The municipality is bordered in the west by Motala, and thence clockwise by Finspång, Norrköping, Söderköping, Åtvidaberg, Kinda, Boxholm and Mjölby municipalities.

The present municipality was formed in 1971 by the amalgamation of the City of Linköping with five surrounding rural municipalities. The number of original local government entities (as of 1863) making up Linköping Municipality is 32.

Linköping is one of the few municipalities in Sweden to style the speaker of the assembly as mayor.

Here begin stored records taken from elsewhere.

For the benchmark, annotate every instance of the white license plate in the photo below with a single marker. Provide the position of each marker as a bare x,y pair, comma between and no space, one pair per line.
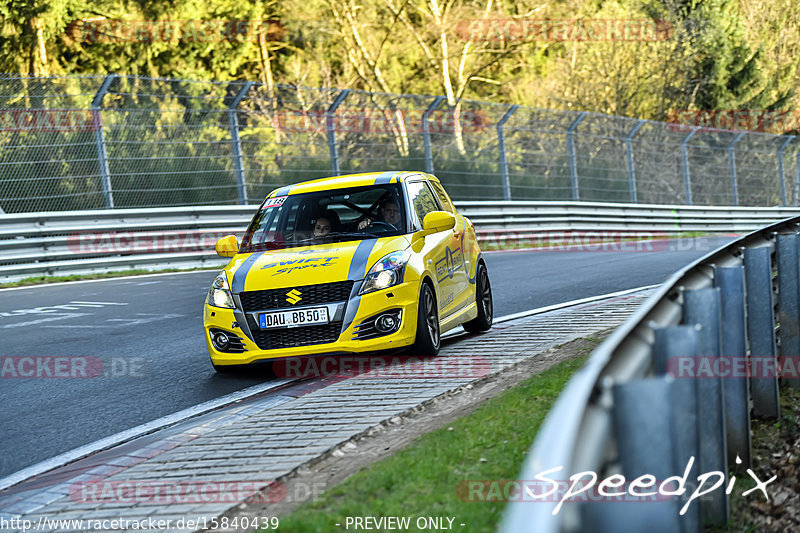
294,318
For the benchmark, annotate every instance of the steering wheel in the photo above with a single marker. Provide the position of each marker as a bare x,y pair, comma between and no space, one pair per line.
377,226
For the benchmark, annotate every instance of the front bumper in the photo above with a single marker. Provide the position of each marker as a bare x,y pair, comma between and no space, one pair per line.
403,297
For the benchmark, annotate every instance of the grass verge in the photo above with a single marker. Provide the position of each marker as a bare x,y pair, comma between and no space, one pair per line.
44,280
428,477
775,452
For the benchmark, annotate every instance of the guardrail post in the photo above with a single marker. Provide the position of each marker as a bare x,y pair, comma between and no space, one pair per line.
736,392
687,180
761,331
732,164
426,133
797,178
233,122
573,166
780,169
331,125
702,307
671,346
501,146
789,298
100,141
629,159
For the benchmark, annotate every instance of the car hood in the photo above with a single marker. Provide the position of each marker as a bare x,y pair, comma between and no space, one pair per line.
309,265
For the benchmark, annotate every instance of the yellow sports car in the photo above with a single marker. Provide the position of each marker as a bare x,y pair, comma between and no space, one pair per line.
344,265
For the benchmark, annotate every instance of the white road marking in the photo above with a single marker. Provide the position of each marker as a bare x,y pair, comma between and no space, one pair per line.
62,283
48,318
138,431
123,321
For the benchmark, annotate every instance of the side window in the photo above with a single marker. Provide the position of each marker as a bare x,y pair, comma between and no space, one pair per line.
447,205
421,199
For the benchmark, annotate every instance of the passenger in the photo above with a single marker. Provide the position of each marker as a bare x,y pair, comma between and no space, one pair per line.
389,212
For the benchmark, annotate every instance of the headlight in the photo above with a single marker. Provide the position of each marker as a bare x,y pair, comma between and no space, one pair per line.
220,293
386,272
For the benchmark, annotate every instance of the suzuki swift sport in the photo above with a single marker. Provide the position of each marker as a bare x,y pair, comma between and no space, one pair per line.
344,265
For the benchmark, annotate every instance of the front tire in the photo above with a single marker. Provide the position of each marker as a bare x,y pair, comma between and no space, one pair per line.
428,338
483,297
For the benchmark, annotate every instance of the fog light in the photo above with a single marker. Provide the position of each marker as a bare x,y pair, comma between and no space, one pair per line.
386,323
220,340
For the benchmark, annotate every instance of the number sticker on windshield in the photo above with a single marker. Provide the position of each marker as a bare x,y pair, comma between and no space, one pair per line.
274,202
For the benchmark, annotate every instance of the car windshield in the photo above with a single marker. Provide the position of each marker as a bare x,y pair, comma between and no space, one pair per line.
327,216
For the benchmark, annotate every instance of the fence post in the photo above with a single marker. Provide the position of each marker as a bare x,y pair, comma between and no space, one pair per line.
233,121
780,169
687,181
501,146
573,167
426,133
629,159
100,140
331,125
732,164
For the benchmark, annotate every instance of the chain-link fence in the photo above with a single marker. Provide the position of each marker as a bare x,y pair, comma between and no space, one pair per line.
120,141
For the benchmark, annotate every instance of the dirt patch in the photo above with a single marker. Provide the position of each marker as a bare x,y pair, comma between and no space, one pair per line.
390,436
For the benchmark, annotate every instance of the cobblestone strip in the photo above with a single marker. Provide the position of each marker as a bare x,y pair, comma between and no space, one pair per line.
201,471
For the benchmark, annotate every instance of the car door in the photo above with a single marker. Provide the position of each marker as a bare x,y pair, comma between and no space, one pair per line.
460,246
438,251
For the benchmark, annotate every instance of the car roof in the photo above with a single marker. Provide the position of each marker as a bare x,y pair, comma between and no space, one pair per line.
350,180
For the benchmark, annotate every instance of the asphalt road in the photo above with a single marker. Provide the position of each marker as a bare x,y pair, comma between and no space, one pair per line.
143,337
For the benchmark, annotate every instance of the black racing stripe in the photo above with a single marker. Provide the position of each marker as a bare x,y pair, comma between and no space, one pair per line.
358,264
241,273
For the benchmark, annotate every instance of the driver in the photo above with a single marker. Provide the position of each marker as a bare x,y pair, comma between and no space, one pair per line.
389,212
326,222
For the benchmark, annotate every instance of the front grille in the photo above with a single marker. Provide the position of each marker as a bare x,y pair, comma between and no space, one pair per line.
324,293
303,336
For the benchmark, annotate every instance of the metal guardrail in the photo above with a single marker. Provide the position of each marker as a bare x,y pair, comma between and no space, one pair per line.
97,142
80,242
630,410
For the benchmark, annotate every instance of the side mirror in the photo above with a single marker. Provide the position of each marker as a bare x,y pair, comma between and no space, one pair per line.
437,221
227,246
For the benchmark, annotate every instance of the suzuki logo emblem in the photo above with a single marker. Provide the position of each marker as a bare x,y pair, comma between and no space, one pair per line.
294,296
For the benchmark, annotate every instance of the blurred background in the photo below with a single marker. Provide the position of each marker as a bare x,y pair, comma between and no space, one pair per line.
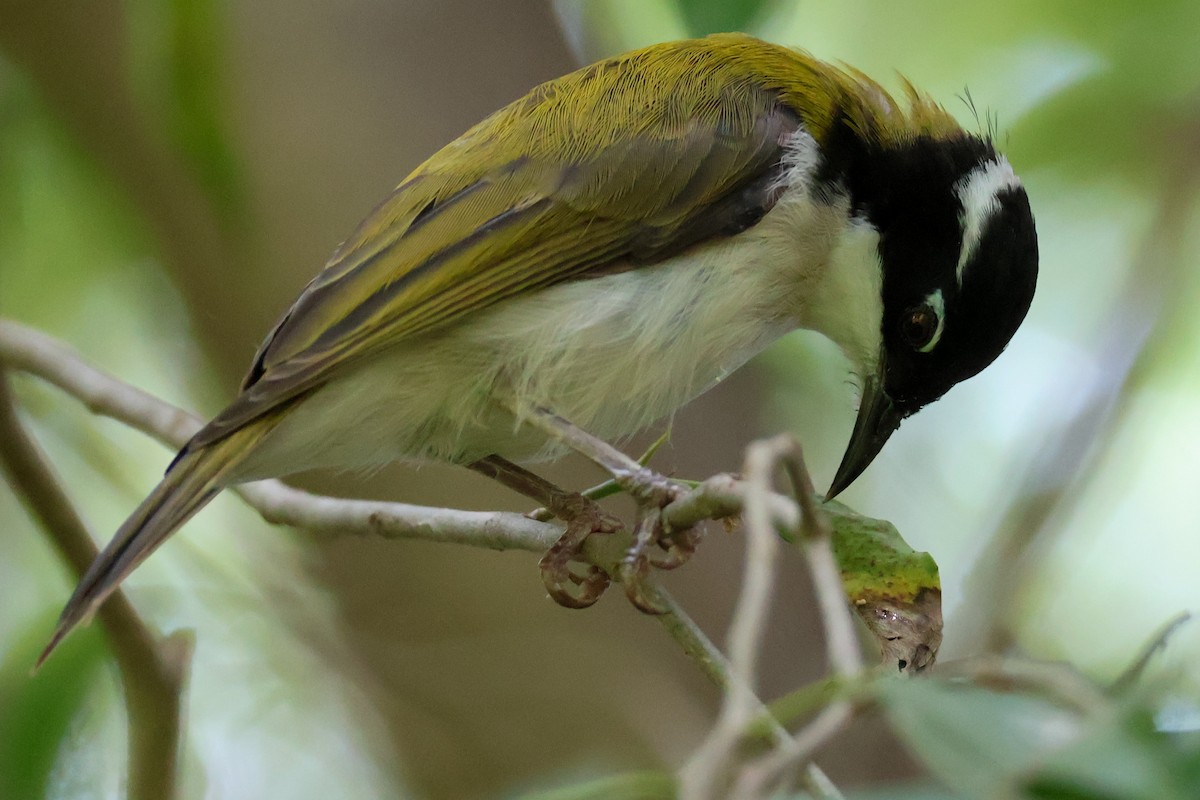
173,172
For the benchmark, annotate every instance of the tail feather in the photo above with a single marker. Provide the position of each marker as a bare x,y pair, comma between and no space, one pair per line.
191,481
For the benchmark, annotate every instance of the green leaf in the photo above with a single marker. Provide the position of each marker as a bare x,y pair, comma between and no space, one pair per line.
895,590
36,710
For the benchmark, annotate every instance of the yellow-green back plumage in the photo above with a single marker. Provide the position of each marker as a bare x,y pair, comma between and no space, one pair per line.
623,162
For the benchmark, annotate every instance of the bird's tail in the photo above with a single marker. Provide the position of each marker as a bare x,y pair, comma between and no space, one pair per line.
192,480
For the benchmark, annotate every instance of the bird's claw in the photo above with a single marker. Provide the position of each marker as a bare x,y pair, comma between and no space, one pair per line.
567,585
635,566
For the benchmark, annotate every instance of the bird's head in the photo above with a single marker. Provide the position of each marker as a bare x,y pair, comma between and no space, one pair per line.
959,258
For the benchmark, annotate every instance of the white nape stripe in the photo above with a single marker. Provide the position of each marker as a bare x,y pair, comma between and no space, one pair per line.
799,161
977,193
937,304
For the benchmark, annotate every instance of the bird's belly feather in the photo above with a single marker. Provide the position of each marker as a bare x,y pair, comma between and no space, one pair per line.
611,354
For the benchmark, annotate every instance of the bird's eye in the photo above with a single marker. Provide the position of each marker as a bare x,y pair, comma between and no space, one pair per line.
921,326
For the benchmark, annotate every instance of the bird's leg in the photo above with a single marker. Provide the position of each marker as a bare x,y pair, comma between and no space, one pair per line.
652,492
582,517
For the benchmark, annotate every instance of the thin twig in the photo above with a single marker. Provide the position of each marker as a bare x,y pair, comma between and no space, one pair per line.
153,673
703,774
35,353
841,642
760,777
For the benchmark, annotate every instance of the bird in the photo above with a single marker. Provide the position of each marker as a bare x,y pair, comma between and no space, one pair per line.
604,250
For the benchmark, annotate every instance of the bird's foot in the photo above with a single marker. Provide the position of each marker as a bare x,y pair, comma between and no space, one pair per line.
651,531
570,579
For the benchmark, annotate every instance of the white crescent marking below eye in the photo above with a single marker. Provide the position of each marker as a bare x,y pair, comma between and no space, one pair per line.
937,304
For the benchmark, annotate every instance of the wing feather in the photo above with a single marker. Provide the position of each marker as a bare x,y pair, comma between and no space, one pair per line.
484,220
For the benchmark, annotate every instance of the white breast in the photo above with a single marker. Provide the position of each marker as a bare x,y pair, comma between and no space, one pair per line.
612,354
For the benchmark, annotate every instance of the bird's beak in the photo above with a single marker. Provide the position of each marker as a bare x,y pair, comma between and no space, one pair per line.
877,419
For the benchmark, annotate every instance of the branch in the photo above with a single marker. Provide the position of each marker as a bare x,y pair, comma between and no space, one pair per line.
153,673
37,354
703,776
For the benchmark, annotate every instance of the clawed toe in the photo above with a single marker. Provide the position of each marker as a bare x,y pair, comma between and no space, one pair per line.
569,578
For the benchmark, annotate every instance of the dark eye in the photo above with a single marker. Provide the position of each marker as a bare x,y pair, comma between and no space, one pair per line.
919,328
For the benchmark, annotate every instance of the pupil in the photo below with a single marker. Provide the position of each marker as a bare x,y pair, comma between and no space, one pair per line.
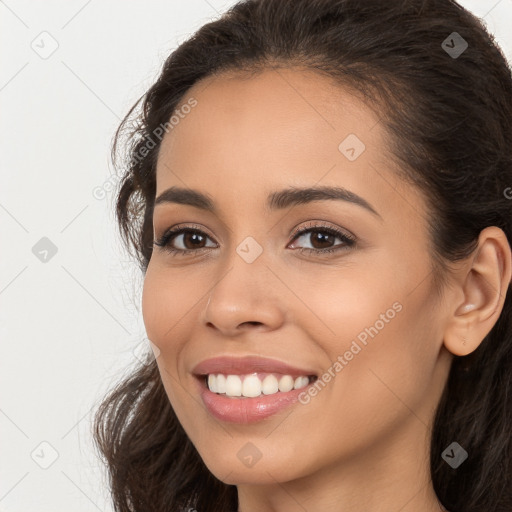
196,238
322,239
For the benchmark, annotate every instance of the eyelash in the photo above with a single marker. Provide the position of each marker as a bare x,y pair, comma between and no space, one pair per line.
348,241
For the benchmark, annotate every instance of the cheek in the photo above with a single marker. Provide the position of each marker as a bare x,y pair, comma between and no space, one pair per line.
167,304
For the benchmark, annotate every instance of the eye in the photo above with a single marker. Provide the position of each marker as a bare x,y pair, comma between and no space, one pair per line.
190,239
321,238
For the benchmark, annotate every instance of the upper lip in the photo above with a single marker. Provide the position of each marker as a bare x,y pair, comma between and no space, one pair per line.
230,365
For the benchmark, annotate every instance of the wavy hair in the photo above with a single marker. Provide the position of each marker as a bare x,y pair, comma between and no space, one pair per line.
448,120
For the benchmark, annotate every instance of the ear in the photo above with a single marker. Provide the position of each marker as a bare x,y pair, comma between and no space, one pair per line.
483,283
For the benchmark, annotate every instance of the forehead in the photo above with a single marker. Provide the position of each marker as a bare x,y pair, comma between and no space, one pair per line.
248,135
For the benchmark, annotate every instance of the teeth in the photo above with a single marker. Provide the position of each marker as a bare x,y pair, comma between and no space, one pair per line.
252,386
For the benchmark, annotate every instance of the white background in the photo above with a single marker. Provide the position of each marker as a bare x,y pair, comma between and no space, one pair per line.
71,327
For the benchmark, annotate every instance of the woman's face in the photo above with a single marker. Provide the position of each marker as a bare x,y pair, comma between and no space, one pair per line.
363,314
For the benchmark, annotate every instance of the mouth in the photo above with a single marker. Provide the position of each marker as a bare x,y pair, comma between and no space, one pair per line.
250,398
254,385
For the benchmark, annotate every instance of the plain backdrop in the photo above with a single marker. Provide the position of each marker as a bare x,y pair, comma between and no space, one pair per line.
70,320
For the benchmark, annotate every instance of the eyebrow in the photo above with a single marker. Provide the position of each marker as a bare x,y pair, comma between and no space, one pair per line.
275,201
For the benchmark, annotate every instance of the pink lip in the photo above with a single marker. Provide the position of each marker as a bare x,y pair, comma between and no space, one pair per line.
242,409
249,364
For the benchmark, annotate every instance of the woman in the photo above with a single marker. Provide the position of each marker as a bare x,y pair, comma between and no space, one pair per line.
317,195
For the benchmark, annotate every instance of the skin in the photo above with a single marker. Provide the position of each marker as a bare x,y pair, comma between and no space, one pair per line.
362,442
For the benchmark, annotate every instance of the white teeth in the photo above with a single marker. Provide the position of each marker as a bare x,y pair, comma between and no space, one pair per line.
300,382
270,385
233,385
221,383
252,386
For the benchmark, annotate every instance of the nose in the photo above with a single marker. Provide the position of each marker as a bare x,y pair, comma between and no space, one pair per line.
246,296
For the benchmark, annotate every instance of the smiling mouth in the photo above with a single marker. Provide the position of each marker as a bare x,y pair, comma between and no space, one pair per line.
253,385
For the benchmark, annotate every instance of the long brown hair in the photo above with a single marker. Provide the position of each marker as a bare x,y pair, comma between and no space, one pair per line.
447,110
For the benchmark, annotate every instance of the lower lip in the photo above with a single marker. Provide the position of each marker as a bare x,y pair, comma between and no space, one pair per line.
248,410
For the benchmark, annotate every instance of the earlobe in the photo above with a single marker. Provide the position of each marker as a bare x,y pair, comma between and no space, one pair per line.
483,283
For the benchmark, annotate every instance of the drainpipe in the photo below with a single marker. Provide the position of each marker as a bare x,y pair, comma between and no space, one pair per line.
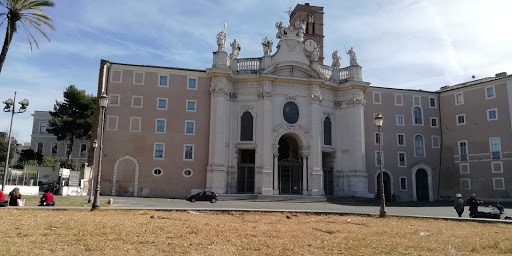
440,147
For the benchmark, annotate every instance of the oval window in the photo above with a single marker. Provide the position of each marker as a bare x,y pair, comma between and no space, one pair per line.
187,172
291,112
157,171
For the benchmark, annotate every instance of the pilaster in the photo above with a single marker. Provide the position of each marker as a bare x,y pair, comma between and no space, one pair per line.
216,178
316,184
265,145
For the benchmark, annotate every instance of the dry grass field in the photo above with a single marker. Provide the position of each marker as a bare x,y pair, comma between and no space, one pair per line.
149,232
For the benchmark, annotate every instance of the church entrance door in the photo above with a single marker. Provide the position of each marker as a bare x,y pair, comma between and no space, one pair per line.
290,166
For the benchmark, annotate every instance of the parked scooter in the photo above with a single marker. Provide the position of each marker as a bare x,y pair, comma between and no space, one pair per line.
497,212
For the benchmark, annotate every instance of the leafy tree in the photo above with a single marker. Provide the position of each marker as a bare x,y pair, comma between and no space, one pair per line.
26,14
72,118
49,161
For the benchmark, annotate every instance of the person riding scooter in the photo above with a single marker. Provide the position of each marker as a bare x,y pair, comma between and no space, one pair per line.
47,199
473,203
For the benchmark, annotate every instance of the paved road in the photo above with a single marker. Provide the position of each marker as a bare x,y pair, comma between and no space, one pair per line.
433,210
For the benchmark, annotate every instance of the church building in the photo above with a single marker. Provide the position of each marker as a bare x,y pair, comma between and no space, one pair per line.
282,123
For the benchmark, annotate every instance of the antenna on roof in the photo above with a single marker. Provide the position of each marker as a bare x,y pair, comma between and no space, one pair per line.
289,12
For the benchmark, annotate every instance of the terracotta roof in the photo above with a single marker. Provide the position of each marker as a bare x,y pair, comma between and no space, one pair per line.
474,82
153,66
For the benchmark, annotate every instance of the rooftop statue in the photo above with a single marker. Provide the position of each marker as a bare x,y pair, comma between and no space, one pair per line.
280,29
221,39
316,53
335,60
267,46
235,46
352,55
291,32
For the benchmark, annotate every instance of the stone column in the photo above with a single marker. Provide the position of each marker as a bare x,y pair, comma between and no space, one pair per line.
216,177
353,144
316,186
276,169
264,148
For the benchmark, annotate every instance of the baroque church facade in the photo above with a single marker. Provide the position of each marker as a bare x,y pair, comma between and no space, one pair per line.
283,123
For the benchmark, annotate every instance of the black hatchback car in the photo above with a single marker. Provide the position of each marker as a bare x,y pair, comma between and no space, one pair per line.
203,196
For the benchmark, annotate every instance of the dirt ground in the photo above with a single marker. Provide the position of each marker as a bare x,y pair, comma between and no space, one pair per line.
149,232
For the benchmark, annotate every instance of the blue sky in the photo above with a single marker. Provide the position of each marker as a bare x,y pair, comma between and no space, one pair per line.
400,44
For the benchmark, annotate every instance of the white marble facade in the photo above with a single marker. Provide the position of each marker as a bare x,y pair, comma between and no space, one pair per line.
262,86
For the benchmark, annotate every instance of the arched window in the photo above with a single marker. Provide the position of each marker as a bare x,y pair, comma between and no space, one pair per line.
327,131
419,146
417,116
246,127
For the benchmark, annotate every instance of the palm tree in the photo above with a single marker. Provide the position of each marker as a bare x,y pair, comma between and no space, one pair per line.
29,15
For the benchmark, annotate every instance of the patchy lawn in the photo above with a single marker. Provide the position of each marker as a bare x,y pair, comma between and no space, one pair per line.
149,232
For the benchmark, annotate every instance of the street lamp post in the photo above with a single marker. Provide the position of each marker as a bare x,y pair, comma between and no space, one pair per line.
91,189
103,106
378,122
10,106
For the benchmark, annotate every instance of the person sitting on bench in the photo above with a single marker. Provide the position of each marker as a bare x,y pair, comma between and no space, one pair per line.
47,199
3,202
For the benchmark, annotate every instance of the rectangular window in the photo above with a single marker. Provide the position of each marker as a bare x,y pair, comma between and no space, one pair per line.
400,139
191,105
498,183
190,127
135,123
461,119
436,141
116,75
463,150
42,127
399,100
161,103
137,101
433,122
138,77
495,148
192,83
497,167
160,125
159,151
432,102
112,123
403,183
376,98
489,92
417,101
163,81
459,99
465,183
83,150
399,120
492,114
401,159
55,148
188,153
113,99
464,168
378,158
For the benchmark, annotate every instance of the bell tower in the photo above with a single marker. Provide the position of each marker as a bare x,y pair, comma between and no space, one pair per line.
314,35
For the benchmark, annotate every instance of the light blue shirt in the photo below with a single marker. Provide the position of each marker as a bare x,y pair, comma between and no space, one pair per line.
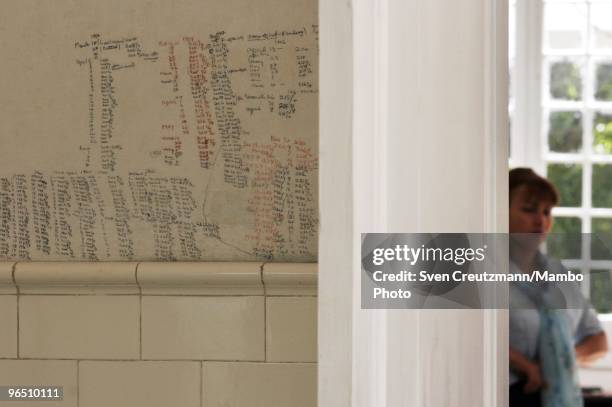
525,319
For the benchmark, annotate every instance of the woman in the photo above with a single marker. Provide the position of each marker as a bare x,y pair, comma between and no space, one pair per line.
547,339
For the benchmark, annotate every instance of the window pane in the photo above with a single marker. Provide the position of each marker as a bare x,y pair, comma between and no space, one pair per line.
602,186
568,180
565,81
564,25
565,241
565,132
601,238
603,85
602,25
601,290
602,133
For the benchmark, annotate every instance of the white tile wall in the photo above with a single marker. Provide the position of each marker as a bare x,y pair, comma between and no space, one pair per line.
211,328
259,384
132,384
79,327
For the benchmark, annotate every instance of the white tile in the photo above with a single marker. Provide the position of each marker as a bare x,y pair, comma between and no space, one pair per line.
79,327
212,328
259,384
139,384
291,329
44,373
8,324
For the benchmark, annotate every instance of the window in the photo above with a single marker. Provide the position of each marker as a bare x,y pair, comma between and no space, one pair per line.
561,125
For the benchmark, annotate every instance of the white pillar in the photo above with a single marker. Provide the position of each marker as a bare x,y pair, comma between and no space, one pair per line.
413,128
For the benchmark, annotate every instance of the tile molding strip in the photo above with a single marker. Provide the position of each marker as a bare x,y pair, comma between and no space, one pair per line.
159,278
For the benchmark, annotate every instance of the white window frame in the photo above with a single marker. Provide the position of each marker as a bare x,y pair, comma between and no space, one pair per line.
532,104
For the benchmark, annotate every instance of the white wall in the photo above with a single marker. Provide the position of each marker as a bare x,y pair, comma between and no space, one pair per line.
413,139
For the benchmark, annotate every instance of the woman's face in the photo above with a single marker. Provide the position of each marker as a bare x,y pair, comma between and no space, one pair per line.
529,214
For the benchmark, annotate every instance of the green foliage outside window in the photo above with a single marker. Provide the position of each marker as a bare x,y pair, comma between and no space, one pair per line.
602,186
603,84
565,81
568,180
565,241
565,132
602,133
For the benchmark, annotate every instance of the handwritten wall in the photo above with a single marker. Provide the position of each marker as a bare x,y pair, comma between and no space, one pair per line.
183,130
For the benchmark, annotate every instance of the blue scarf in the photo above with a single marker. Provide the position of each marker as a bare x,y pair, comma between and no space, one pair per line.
556,348
558,361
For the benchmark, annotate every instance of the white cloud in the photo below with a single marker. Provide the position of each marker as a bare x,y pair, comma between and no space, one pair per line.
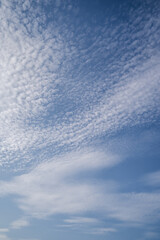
4,230
17,224
52,188
153,178
51,98
103,230
81,220
4,237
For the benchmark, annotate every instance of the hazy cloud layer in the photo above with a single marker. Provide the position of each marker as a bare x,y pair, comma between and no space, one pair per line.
56,91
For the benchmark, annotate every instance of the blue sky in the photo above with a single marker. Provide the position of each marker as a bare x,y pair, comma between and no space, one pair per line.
79,120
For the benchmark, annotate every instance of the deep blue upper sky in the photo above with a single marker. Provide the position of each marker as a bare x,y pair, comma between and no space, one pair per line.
79,120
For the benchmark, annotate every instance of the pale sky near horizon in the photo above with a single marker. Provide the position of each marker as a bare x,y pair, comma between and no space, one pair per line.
79,120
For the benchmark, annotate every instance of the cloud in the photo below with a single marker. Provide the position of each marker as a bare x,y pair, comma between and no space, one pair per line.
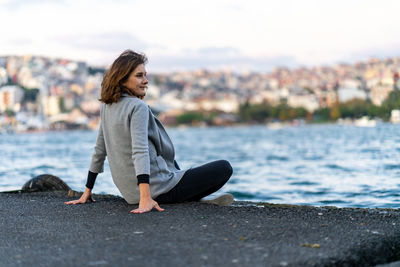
215,58
106,42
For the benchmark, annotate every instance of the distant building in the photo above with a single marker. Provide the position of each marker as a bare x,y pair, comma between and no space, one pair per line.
10,98
395,116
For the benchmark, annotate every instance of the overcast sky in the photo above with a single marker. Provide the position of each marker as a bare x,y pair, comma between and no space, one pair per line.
214,34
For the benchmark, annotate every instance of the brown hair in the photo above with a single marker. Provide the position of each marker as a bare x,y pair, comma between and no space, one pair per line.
122,67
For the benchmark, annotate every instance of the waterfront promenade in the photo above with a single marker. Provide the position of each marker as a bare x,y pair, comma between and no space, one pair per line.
38,229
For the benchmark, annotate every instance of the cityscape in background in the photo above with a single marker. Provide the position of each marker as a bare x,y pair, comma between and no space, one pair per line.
40,93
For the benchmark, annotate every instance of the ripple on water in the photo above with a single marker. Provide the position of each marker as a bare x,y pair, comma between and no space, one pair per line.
277,158
337,167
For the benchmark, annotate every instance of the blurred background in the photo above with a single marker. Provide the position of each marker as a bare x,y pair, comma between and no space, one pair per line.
301,96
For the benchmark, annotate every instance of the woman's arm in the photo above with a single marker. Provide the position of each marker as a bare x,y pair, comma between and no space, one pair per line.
140,156
86,196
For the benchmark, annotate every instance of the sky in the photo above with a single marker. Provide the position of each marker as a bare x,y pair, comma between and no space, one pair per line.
177,35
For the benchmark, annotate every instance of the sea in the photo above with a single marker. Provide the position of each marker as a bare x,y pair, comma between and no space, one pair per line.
320,165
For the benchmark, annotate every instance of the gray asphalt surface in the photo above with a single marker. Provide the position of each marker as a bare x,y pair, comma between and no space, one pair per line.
37,229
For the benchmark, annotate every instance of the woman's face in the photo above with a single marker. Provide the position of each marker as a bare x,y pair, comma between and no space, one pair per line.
137,81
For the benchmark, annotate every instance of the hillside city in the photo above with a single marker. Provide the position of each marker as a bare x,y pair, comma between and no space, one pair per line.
40,93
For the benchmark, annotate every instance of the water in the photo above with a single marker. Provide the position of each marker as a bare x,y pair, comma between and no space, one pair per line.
321,165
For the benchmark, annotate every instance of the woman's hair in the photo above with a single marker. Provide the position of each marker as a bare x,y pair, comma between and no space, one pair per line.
122,67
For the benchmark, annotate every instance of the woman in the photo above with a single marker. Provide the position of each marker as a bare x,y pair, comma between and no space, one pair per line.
139,150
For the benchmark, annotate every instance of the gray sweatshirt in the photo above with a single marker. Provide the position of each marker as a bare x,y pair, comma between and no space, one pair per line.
135,143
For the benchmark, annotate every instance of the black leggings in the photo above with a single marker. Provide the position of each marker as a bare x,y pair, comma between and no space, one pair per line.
198,182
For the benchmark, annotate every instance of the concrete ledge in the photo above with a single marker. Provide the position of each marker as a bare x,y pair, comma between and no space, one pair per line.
38,229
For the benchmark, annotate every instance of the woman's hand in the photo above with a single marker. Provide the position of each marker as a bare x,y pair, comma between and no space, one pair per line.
147,204
86,196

Linköping wants to create a sustainable development of the city and therefore plan to become a carbon neutral community by 2025.

Politics

Municipal election 2018
On September 9, 2018, Linköping held Municipality Election:

In the aftermath of the 2014 municipality election,
The local Social Democrats (S; Social Demokraterna), Green Party (MP; Miljöpartiet)
and the Liberal People's Party (L; Liberalerna, formerly FP; Folk Partiet) formed a coalition majority named "coalition for Linköping" with 40 out of 79 seats,
while the minority opposition in Linköping consisted each separate by:
the Moderate Party (M ; Moderaterna), Centre Party (C; Center Partiet), Christian Democrats (Kristdemokraterna), Left Party (V; Vänsterpartiet)
and the Sweden Democrats (SD; Sverige Demokraterna).

After the 2018 elections,
all of the Alliance parties in the municipality joined together and took over 
from the Socialdemocrat's coalition rule and their mandat started the 1st January 2019 and onwards.

List of mayors 

Eva Joelsson Social Democrats (S), 1994–2006
Ann-Cathrine Hjerdt Moderate Party (M), 2006–2014	
Helena Balthammar Social Democrats (S), 2014–2018
Lars Vikinge Centre Party (C), 2018–present

Twin towns – sister cities

Linköping is twinned with:

 Ísafjarðarbær, Iceland
 Joensuu, Finland
 Kaunas, Lithuania
 Linz, Austria
 Macau, China
 Palo Alto, United States
 Tønsberg, Norway

Roskilde Municipality in Denmark chose in the summer of 2007 to cancel its sistership agreements with four Scandinavian local government entities, including Linköping Municipality. Twinning with Guangzhou in China terminated in February 2020.